Description: Uploads a model to the Ollama library.

Parameters:

name (required): The name of the model to upload (including namespace and tag).
insecure (optional): Allows insecure connections (use only for development).
stream (optional): Set to false to disable streaming responses.

Examples: See the original document for examples.

Generate Embeddings

Endpoint: POST /api/embed

Description: Generates embeddings for given text using a specified model.

Parameters:

model (required): The name of the model to use.
input (required): The text or list of texts to generate embeddings for.
truncate (optional): Truncates input to fit context length (defaults to true).
options (optional): Additional model parameters.
keep_alive (optional): Controls model memory retention (default: 5m).

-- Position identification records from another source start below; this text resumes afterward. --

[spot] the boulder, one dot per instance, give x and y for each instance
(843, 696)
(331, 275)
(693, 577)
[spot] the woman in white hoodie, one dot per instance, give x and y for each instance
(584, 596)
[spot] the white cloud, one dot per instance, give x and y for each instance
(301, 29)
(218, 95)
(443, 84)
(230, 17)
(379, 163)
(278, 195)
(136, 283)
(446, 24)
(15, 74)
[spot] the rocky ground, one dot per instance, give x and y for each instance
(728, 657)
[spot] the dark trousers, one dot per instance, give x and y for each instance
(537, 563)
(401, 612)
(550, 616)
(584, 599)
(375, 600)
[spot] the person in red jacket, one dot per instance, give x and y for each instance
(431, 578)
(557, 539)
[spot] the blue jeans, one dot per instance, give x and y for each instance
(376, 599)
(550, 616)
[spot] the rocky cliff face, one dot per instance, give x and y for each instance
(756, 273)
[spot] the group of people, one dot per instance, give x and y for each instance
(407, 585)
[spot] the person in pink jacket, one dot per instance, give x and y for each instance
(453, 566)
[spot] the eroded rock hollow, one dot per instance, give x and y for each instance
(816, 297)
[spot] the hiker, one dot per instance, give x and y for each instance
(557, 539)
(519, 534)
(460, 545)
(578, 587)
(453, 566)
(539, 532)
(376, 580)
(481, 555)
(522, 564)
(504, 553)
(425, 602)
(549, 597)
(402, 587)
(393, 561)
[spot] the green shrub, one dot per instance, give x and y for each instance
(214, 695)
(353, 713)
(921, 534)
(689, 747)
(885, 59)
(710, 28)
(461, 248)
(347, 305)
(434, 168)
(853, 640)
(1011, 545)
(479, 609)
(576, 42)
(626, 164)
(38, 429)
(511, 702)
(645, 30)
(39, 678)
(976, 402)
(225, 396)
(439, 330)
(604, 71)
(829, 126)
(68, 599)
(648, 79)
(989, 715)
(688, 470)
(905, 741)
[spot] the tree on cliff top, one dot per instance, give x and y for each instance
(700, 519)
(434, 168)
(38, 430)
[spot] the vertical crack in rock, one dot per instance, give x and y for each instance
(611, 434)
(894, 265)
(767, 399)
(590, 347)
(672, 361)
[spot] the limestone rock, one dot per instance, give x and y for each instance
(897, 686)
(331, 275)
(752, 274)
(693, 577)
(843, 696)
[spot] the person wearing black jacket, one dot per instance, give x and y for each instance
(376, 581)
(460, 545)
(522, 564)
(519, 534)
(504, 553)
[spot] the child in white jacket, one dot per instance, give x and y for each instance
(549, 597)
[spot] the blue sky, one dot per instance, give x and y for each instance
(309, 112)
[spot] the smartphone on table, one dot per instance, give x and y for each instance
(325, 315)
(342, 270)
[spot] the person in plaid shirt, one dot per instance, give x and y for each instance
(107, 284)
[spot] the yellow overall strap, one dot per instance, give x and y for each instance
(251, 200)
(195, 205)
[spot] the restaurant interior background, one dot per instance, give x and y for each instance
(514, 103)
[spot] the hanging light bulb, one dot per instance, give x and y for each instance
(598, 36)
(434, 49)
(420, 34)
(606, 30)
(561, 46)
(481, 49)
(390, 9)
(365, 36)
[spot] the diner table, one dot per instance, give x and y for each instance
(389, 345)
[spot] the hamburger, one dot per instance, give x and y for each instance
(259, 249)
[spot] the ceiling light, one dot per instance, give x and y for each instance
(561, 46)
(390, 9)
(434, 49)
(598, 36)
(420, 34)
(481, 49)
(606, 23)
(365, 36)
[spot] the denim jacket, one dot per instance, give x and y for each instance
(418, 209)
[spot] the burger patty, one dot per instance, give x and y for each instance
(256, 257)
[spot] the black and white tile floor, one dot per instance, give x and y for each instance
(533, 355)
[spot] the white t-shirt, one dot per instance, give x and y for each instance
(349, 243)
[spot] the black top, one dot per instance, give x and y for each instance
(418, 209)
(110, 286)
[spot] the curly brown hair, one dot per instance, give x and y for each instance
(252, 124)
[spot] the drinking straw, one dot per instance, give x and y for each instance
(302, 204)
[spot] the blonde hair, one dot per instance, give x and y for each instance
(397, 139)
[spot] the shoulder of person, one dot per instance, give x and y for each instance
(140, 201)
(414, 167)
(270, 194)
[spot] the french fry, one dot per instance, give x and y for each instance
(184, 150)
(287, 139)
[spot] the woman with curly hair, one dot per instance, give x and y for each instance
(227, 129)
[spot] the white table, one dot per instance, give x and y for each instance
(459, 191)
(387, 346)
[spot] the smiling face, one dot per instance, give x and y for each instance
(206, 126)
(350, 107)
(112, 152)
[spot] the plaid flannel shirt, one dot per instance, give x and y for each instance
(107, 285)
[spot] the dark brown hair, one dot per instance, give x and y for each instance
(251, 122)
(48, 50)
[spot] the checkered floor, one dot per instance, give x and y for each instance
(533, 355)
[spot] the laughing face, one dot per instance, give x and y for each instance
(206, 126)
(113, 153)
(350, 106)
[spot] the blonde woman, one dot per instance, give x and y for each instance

Examples: See the original document for examples.

List Running Models

Endpoint: GET /api/ps

Description: Lists models currently loaded in memory.

Examples: See the original document for examples.

Generate Embedding (Deprecated)

Endpoint: POST /api/embeddings

Description: This endpoint is deprecated. Use /api/embed instead.

Parameters:

model (required): The name of the model to use.
prompt (required): The text to generate embeddings for.
options (optional): Additional model parameters.
keep_alive (optional): Controls model memory retention (default: 5m).

Examples: See the original document for examples.

Conventions

Model Names

Model names follow the format model:tag, where model can optionally include a namespace (e.g., example/model). The tag is optional and defaults to latest. Examples: orca-mini:3b-q4_1, llama3:70b, llama3.

Durations

All durations are returned in nanoseconds.

Streaming Responses

Some endpoints stream responses as JSON objects. Streaming can be disabled by setting the stream parameter to false.